I was previously using two different widlcards for the input and output of the carveme rule:

input: dynamic("carvemeOut/{species}.txt")
output: dynamic("carvemeOut/{gem}.xml")

What I want snakemake to do is to run the carveme rule multiple times, to create an output .xml file for each input .txt file. However, snakemake is instead running the rule one time, using a list of inputs to create one output, as can be seen below:

rule carveme:
input: carvemeOut/species2.txt, carvemeOut/species5.txt, carvemeOut/species1.txt, carvemeOut/species10.txt, carvemeOut/species4.txt, carvemeOut/species17.txt, carvemeOut/species13.txt, carvemeOut/species8.txt, carvemeOut/species14.txt
output: {*}.xml (dynamic)
jobid: 28

After modifying my rules to use the same wildcard, as suggested by @stovfl and shown in the first code box, I get the following error message:

$ snakemake all
Building DAG of jobs...
WildcardError in line 174 of /c3se/NOBACKUP/groups/c3-c3se605-17-8/projects_francisco/binning/snakemake-concot/Snakefile:
Wildcards in input files cannot be determined from output files:
species

Any suggestions on how to address this problem?

Thanks in advance, FZ


Solution

  • You want to have dynamic in your rule all and the rule where the dynamic output is created but not in your last output.

    Here is a working example.
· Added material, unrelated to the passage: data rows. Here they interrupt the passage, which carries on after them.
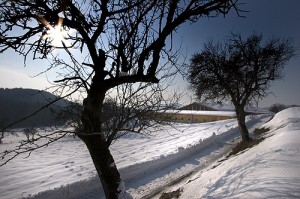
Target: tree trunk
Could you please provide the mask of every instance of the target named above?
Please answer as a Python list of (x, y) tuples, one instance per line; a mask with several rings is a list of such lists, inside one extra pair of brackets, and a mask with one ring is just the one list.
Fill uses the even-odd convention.
[(101, 137), (99, 134), (87, 135), (82, 140), (90, 152), (106, 198), (117, 199), (120, 192), (123, 191), (120, 190), (122, 180), (109, 146), (102, 141)]
[(102, 107), (105, 90), (93, 84), (87, 98), (83, 102), (81, 121), (83, 130), (78, 135), (86, 144), (94, 166), (102, 183), (106, 198), (117, 199), (122, 187), (121, 177), (109, 150), (109, 143), (102, 132)]
[(242, 136), (242, 141), (244, 142), (251, 141), (249, 131), (246, 126), (246, 113), (244, 111), (244, 106), (236, 107), (236, 115), (237, 115), (237, 121), (240, 129), (240, 133)]

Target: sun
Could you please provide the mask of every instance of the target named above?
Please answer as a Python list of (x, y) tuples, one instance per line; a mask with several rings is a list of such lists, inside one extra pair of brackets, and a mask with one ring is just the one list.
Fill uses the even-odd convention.
[(54, 48), (59, 46), (70, 46), (70, 44), (66, 40), (69, 34), (69, 29), (66, 29), (62, 26), (63, 18), (59, 17), (58, 23), (54, 27), (51, 26), (50, 23), (42, 16), (38, 17), (38, 20), (42, 22), (47, 28), (41, 39), (50, 39), (51, 46)]
[(57, 24), (54, 27), (50, 27), (49, 31), (47, 32), (47, 37), (52, 39), (51, 45), (53, 47), (57, 47), (59, 45), (66, 44), (66, 36), (67, 36), (68, 32), (66, 30), (63, 29), (63, 27), (61, 26), (61, 24)]

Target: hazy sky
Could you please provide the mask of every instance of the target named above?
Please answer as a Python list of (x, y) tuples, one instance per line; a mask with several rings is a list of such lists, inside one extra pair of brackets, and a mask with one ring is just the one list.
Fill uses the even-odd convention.
[[(208, 39), (223, 40), (231, 32), (248, 36), (255, 31), (263, 33), (265, 38), (292, 38), (298, 55), (286, 66), (285, 79), (273, 83), (270, 91), (274, 95), (264, 99), (260, 106), (300, 104), (300, 0), (242, 0), (241, 3), (245, 4), (240, 8), (249, 11), (241, 13), (245, 18), (232, 12), (225, 18), (202, 18), (196, 24), (187, 23), (178, 29), (174, 42), (181, 44), (183, 54), (189, 59)], [(48, 84), (46, 75), (31, 77), (46, 66), (46, 62), (29, 62), (24, 67), (18, 54), (12, 51), (0, 54), (0, 87), (43, 89)], [(186, 89), (181, 77), (176, 82), (180, 89)]]

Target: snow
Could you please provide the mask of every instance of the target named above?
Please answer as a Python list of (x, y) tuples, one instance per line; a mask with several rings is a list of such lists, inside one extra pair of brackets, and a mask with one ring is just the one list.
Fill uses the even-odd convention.
[[(250, 130), (271, 128), (259, 145), (225, 158), (238, 141), (235, 119), (166, 126), (152, 135), (128, 134), (111, 151), (133, 198), (300, 197), (300, 108), (247, 117)], [(266, 123), (267, 122), (267, 123)], [(0, 151), (14, 146), (5, 137)], [(3, 160), (0, 160), (0, 163)], [(104, 198), (84, 144), (72, 137), (0, 167), (0, 198)]]
[(299, 198), (300, 108), (262, 127), (271, 128), (270, 137), (179, 185), (180, 198)]

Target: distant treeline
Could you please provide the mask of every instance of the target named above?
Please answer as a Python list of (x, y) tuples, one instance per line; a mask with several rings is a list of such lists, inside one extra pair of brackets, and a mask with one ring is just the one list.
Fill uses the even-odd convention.
[(300, 107), (299, 105), (284, 105), (284, 104), (273, 104), (270, 108), (269, 111), (278, 113), (284, 109), (290, 108), (290, 107)]
[[(0, 88), (0, 129), (10, 125), (37, 111), (41, 107), (57, 99), (57, 96), (34, 89), (3, 89)], [(68, 106), (67, 100), (59, 100), (34, 116), (16, 123), (12, 128), (47, 127), (61, 125), (64, 119), (57, 115)]]

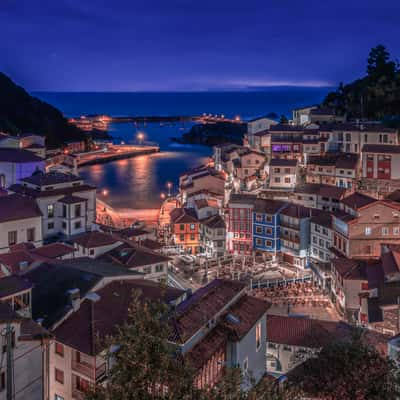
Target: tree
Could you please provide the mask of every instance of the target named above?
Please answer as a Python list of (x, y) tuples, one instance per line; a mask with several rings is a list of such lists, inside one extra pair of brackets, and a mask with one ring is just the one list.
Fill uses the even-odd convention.
[(106, 386), (95, 386), (89, 400), (198, 399), (193, 371), (182, 368), (177, 346), (171, 344), (168, 306), (146, 302), (134, 293), (126, 323), (108, 338), (108, 359), (115, 363)]
[(297, 367), (291, 385), (326, 400), (394, 400), (398, 372), (393, 363), (366, 345), (359, 332), (350, 341), (332, 342)]
[(373, 78), (387, 76), (393, 79), (395, 72), (396, 63), (390, 61), (390, 54), (386, 47), (381, 44), (373, 47), (368, 56), (368, 75)]
[(171, 344), (168, 322), (171, 310), (161, 302), (143, 301), (133, 295), (129, 317), (117, 333), (103, 345), (112, 360), (107, 384), (98, 384), (86, 400), (295, 400), (289, 392), (270, 381), (262, 380), (250, 391), (243, 391), (240, 368), (226, 368), (223, 378), (213, 388), (197, 389), (196, 372)]
[(286, 125), (286, 124), (289, 123), (289, 121), (288, 121), (286, 115), (283, 115), (283, 114), (282, 114), (282, 115), (280, 116), (280, 118), (279, 118), (279, 123), (282, 124), (282, 125)]

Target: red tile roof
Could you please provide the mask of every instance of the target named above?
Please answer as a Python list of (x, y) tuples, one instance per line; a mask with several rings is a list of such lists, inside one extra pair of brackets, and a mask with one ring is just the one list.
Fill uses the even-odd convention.
[(0, 161), (10, 163), (31, 163), (43, 162), (44, 159), (38, 157), (35, 153), (23, 149), (0, 148)]
[(21, 179), (22, 182), (31, 183), (36, 186), (57, 185), (60, 183), (79, 182), (83, 179), (77, 175), (64, 174), (61, 172), (38, 172), (28, 178)]
[(64, 243), (50, 243), (31, 250), (32, 254), (45, 258), (59, 258), (74, 253), (75, 249)]
[(102, 246), (109, 246), (119, 242), (120, 240), (112, 235), (109, 235), (108, 233), (93, 231), (79, 235), (71, 239), (71, 241), (73, 243), (77, 243), (82, 247), (85, 247), (86, 249), (89, 249)]
[(379, 154), (398, 154), (400, 146), (395, 144), (365, 144), (362, 148), (363, 153)]
[(174, 302), (184, 292), (145, 280), (113, 281), (96, 291), (98, 301), (86, 299), (53, 332), (57, 341), (83, 353), (94, 355), (102, 349), (98, 339), (116, 332), (128, 318), (132, 291), (139, 290), (146, 301)]
[(377, 200), (365, 194), (354, 192), (350, 196), (345, 197), (341, 202), (342, 204), (357, 210), (368, 204), (375, 203)]
[(246, 285), (237, 281), (215, 279), (198, 289), (176, 308), (173, 340), (185, 343), (208, 321), (239, 296)]
[(173, 224), (187, 224), (199, 222), (196, 213), (191, 208), (174, 208), (170, 212), (171, 221)]
[(42, 213), (36, 202), (18, 194), (0, 196), (0, 222), (18, 221), (41, 217)]

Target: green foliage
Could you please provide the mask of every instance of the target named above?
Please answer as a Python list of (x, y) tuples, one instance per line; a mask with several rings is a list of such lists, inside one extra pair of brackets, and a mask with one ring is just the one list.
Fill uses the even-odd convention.
[(350, 341), (332, 342), (292, 371), (290, 383), (325, 400), (395, 400), (398, 371), (355, 332)]
[(286, 115), (281, 115), (280, 116), (280, 118), (279, 118), (279, 123), (280, 124), (283, 124), (283, 125), (286, 125), (286, 124), (288, 124), (289, 123), (289, 120), (287, 119), (287, 117), (286, 117)]
[(367, 76), (328, 93), (324, 105), (350, 118), (381, 120), (400, 114), (400, 70), (382, 45), (371, 49)]
[(48, 147), (86, 138), (81, 130), (68, 124), (60, 111), (32, 97), (1, 72), (0, 131), (14, 135), (25, 132), (44, 135)]
[[(195, 371), (182, 359), (171, 337), (169, 308), (161, 302), (146, 303), (133, 295), (129, 318), (102, 347), (118, 348), (105, 357), (114, 362), (107, 384), (98, 384), (86, 400), (295, 400), (270, 381), (261, 381), (250, 392), (242, 390), (239, 368), (227, 368), (213, 388), (197, 389)], [(162, 390), (164, 388), (165, 390)]]

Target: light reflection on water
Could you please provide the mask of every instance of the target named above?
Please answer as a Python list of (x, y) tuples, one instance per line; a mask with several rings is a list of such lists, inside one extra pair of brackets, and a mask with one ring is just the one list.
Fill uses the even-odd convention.
[(107, 197), (98, 195), (116, 208), (157, 208), (166, 183), (177, 189), (179, 175), (206, 162), (211, 149), (203, 146), (168, 146), (166, 151), (107, 164), (87, 166), (80, 174), (98, 189), (108, 189)]

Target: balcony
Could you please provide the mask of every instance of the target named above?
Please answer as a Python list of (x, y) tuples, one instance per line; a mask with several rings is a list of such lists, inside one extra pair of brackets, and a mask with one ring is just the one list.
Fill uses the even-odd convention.
[(95, 369), (93, 365), (87, 362), (79, 362), (76, 359), (72, 359), (71, 368), (73, 371), (86, 376), (92, 381), (95, 380), (96, 382), (104, 378), (107, 372), (107, 364), (105, 362), (98, 365)]
[(283, 228), (289, 228), (289, 229), (294, 229), (296, 231), (300, 230), (300, 224), (298, 222), (292, 223), (289, 221), (285, 221), (284, 219), (281, 218), (281, 227)]
[(288, 242), (300, 244), (300, 237), (298, 235), (284, 234), (281, 231), (281, 239), (286, 240)]

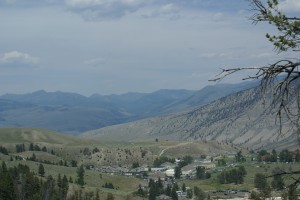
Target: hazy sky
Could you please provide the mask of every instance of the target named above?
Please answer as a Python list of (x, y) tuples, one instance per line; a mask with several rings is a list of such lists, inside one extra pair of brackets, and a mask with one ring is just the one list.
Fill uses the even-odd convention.
[[(281, 7), (299, 13), (300, 1)], [(247, 0), (0, 0), (0, 94), (201, 89), (220, 68), (276, 59), (272, 27), (251, 24), (249, 9)]]

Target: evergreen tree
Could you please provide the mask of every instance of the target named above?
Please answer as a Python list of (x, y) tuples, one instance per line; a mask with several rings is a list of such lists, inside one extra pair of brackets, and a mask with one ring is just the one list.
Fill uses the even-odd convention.
[(258, 190), (266, 190), (269, 185), (267, 182), (267, 179), (265, 177), (265, 175), (261, 174), (261, 173), (257, 173), (255, 174), (255, 178), (254, 178), (254, 186), (258, 189)]
[(8, 155), (8, 150), (5, 147), (0, 146), (0, 153), (3, 153), (4, 155)]
[(186, 192), (186, 186), (185, 186), (185, 183), (182, 184), (181, 190), (182, 190), (182, 192)]
[(287, 149), (282, 150), (279, 153), (280, 162), (293, 162), (293, 154)]
[(33, 150), (34, 151), (41, 151), (41, 148), (37, 144), (35, 144), (34, 147), (33, 147)]
[(136, 195), (137, 196), (140, 196), (140, 197), (146, 197), (147, 196), (147, 192), (145, 192), (141, 186), (141, 184), (139, 184), (139, 189), (138, 191), (136, 192)]
[(34, 151), (34, 147), (32, 143), (29, 144), (29, 151)]
[(61, 174), (59, 173), (57, 175), (57, 187), (58, 187), (58, 198), (62, 198), (62, 179), (61, 179)]
[(62, 179), (62, 197), (64, 199), (66, 199), (66, 197), (67, 197), (68, 190), (69, 190), (69, 182), (68, 182), (66, 175), (64, 175), (64, 177)]
[(272, 154), (270, 157), (270, 162), (277, 162), (277, 152), (275, 149), (272, 150)]
[(178, 185), (174, 183), (171, 191), (172, 200), (178, 200), (178, 194), (176, 191), (178, 191)]
[(0, 199), (14, 200), (15, 198), (13, 179), (3, 161), (0, 170)]
[(43, 146), (42, 151), (47, 152), (47, 147)]
[(3, 172), (3, 173), (7, 172), (7, 166), (6, 166), (6, 163), (4, 161), (2, 161), (2, 164), (1, 164), (1, 172)]
[(17, 144), (16, 145), (16, 152), (21, 153), (25, 151), (25, 145), (24, 144)]
[(33, 173), (29, 172), (28, 174), (26, 174), (24, 182), (25, 199), (41, 199), (40, 180), (37, 177), (35, 177)]
[(71, 160), (71, 166), (72, 167), (77, 167), (77, 161)]
[(73, 178), (72, 178), (72, 176), (69, 177), (69, 183), (73, 183)]
[(196, 177), (197, 179), (205, 179), (205, 168), (204, 167), (197, 167), (196, 168)]
[(40, 176), (44, 176), (45, 175), (45, 168), (44, 168), (44, 165), (40, 163), (39, 165), (39, 169), (38, 169), (38, 174)]
[(192, 199), (193, 198), (193, 190), (192, 189), (188, 189), (187, 191), (186, 191), (186, 197), (188, 198), (188, 199)]
[(226, 166), (226, 161), (224, 159), (219, 159), (218, 166)]
[(279, 167), (276, 167), (273, 169), (273, 180), (271, 182), (271, 186), (275, 190), (282, 190), (284, 188), (284, 181), (282, 176), (280, 175), (282, 173), (282, 170)]
[(42, 199), (56, 199), (57, 192), (55, 190), (55, 180), (51, 175), (47, 177), (47, 181), (42, 184)]
[(138, 167), (140, 167), (139, 162), (136, 161), (136, 162), (133, 162), (133, 163), (132, 163), (132, 168), (133, 168), (133, 169), (138, 168)]
[(32, 154), (32, 156), (31, 156), (30, 160), (32, 160), (32, 161), (36, 161), (36, 156), (35, 156), (35, 153), (33, 153), (33, 154)]
[(155, 187), (155, 184), (151, 184), (149, 189), (149, 200), (155, 200), (156, 196), (158, 196), (157, 188)]
[(295, 154), (296, 154), (295, 162), (300, 162), (300, 151), (299, 151), (299, 149), (296, 150)]
[(174, 172), (174, 177), (176, 179), (180, 179), (180, 176), (181, 176), (181, 168), (179, 166), (176, 166), (175, 167), (175, 172)]
[(217, 176), (217, 178), (218, 178), (218, 182), (219, 182), (220, 184), (225, 184), (225, 183), (227, 183), (227, 180), (226, 180), (226, 172), (225, 172), (225, 171), (222, 171), (222, 172)]
[(282, 190), (284, 188), (284, 181), (282, 176), (274, 175), (271, 185), (273, 189)]
[(245, 161), (245, 158), (244, 156), (242, 155), (242, 151), (239, 151), (236, 156), (235, 156), (235, 161), (236, 162), (244, 162)]
[(196, 199), (204, 200), (206, 198), (205, 192), (202, 189), (198, 188), (197, 186), (196, 188), (197, 188), (197, 193), (195, 193)]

Given an input file of species as an example species_example.txt:

    SpeciesA
    SpeciesB
    SpeciesC
    SpeciesD
    

    The following Snakefile will produce dynamically 4 output files

    #Snakefile
    rule all:
    input: 
        dynamic("carvemeOut/{species}.xml"),
    
    rule speciesProt:
        input: "species_example.txt"
        output: dynamic("carvemeOut/{species}.txt")
    shell:  
        """
        awk '{{gsub(/\\r/,"",$1);print  > "carvemeOut/"$1".txt";}}' {input}
        """
    
    
    rule carveme:
        input: "carvemeOut/{species}.txt"
        output: "carvemeOut/{species}.xml"
        shell: "cat {input} > {output}"
    

    Dynamic has a lot of restrictions currently in Snakemake (only one dynamic wildcard allowed see Francisco's comment below, no mixing of non-dynamic and dynamic outputs in the same rule) hence I avoid it if possible. For example, instead of making this example dynamic I would have used a pyhton function to produces a list of possible species names before any rule is ran and use that to expand the wildcards in rule all. Are you sure you need dynamic output?

    Also, you should avoid writing such long shell portions directly in the Snakefile and use either external scripts or break that shell command into multiple rules.